Human projection objection eliminated. Kill condition NOT met.

Full results in Paper 2, Section VIII.G

How Bounties Work

  1. Pick a test. Read the kill condition carefully — the threshold is specific.
  2. Run the experiment or find evidence that meets the kill condition.
  3. Submit your challenge with data, methodology, and results.
  4. Independent review. If the kill condition is met, the framework dies and you get paid.
  5. Counter-examples (evidence directly contradicting a prediction) pay 2x.

Submission requires connecting a Solana wallet (Phantom, Solflare, etc.). No account needed for browsing. All submissions are public.

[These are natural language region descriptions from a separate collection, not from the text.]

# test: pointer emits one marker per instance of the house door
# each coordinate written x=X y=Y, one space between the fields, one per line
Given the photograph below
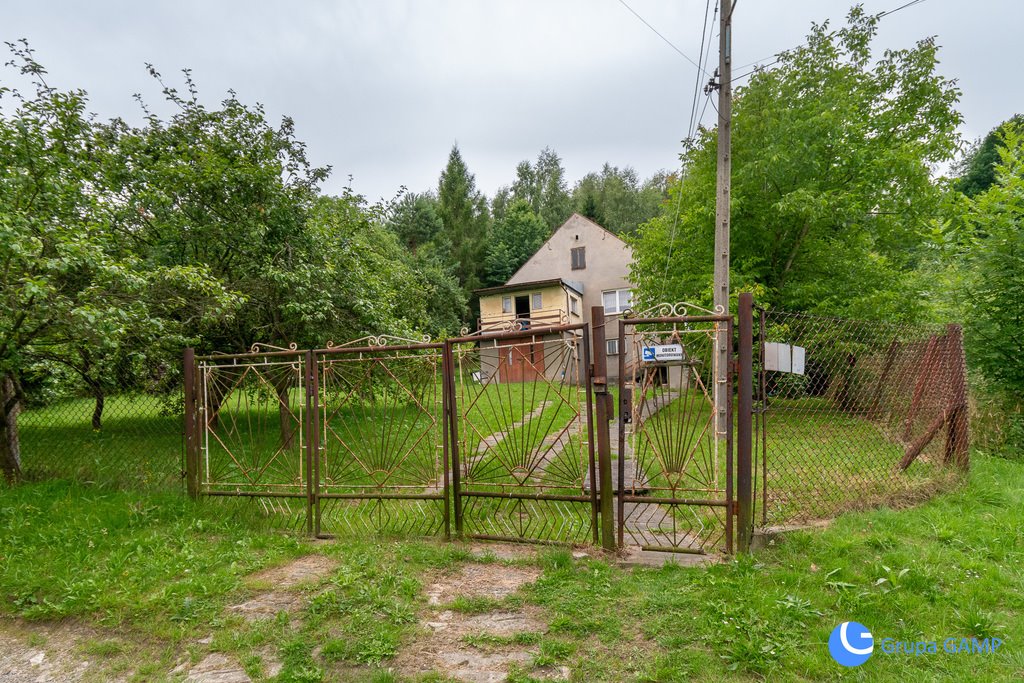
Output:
x=522 y=310
x=520 y=359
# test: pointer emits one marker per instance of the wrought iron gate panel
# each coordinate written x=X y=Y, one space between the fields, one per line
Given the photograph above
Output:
x=253 y=429
x=674 y=475
x=381 y=438
x=523 y=435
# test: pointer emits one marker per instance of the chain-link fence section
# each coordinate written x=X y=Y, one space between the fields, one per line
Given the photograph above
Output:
x=854 y=414
x=114 y=422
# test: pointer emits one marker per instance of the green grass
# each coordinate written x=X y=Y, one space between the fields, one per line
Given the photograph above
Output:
x=139 y=445
x=161 y=569
x=820 y=461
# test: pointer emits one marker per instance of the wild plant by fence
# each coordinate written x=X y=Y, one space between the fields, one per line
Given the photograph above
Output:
x=854 y=414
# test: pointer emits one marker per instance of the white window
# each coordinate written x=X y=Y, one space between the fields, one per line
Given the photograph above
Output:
x=615 y=301
x=578 y=258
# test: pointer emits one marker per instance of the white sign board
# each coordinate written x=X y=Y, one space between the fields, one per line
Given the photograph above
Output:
x=663 y=353
x=784 y=357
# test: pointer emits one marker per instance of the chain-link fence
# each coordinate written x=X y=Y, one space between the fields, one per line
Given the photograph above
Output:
x=115 y=422
x=853 y=414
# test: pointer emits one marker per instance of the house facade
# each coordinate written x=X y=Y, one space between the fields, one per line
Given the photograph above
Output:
x=581 y=265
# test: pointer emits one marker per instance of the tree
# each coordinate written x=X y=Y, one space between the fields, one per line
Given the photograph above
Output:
x=996 y=283
x=71 y=292
x=977 y=169
x=465 y=216
x=415 y=220
x=615 y=199
x=833 y=198
x=513 y=240
x=543 y=186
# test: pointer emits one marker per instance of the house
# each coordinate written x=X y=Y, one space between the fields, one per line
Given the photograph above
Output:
x=581 y=265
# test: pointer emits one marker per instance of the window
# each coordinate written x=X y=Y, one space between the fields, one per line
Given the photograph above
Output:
x=579 y=258
x=615 y=301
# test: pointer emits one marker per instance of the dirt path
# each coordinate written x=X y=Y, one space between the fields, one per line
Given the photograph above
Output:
x=474 y=647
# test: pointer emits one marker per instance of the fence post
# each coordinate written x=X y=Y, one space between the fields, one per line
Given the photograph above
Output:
x=192 y=424
x=601 y=398
x=453 y=427
x=743 y=427
x=956 y=427
x=312 y=453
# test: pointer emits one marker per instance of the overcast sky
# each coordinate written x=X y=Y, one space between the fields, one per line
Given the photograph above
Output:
x=381 y=89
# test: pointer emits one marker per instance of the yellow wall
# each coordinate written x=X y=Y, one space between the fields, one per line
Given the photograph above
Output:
x=553 y=299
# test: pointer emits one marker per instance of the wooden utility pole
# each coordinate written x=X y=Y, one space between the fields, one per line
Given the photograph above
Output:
x=722 y=207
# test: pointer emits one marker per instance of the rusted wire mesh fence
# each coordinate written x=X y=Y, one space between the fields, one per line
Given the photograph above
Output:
x=115 y=422
x=854 y=414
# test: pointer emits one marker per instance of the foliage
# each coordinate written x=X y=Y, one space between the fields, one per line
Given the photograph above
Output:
x=415 y=220
x=832 y=193
x=977 y=169
x=73 y=292
x=543 y=186
x=514 y=238
x=616 y=200
x=465 y=217
x=995 y=302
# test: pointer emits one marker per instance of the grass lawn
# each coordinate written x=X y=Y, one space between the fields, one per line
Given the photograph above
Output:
x=148 y=580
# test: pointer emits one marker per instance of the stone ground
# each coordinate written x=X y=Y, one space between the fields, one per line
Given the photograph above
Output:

How payment works: Bounties are paid in USD (USDC stablecoin). Counter-examples (evidence that directly contradicts a framework prediction) pay double.

Payout timeline: After submission, there's a 7-day public review period. Your submission is visible and open to challenge during this window. Independent reviewers verify the methodology and results. If the kill condition is confirmed met after 7 days, payment is processed in the next weekly batch (Sundays). Expect 7–14 days from submission to payout.

Why we do this: A framework that funds attempts to destroy it is practicing what it preaches — transparency, invariance, independence. If the framework is wrong, the bounty board is the mechanism by which it gets killed. If it's right, the bounty board is the mechanism by which it gets validated. Either outcome is a win.

Why the bounty system is designed this way

Money is a void — the framework says so. So every financial mechanism in this project gets scored against four checks. The bounty system passes all four:

  • Opacity: Functional abstraction only. USDC is a straightforward payment. No complex tokenomics, no staking, no yield mechanics.
  • Response: Bounties respond to the problem (is the framework correct?) not to the participant. Equal pay for disconfirmation. Counter-examples pay more, not less.
  • Attention: Points at the research, not at the money. You're here to break the framework, not to check a chart.
  • Termination: Each bounty has a designed end. Submit, review, pay. Weekly batches. No compounding, no infinite loops, no "stake your bounty earnings."

This is a replicable pattern. Any project that handles money can apply these four checks to every financial design decision. Details: About & Disclosure.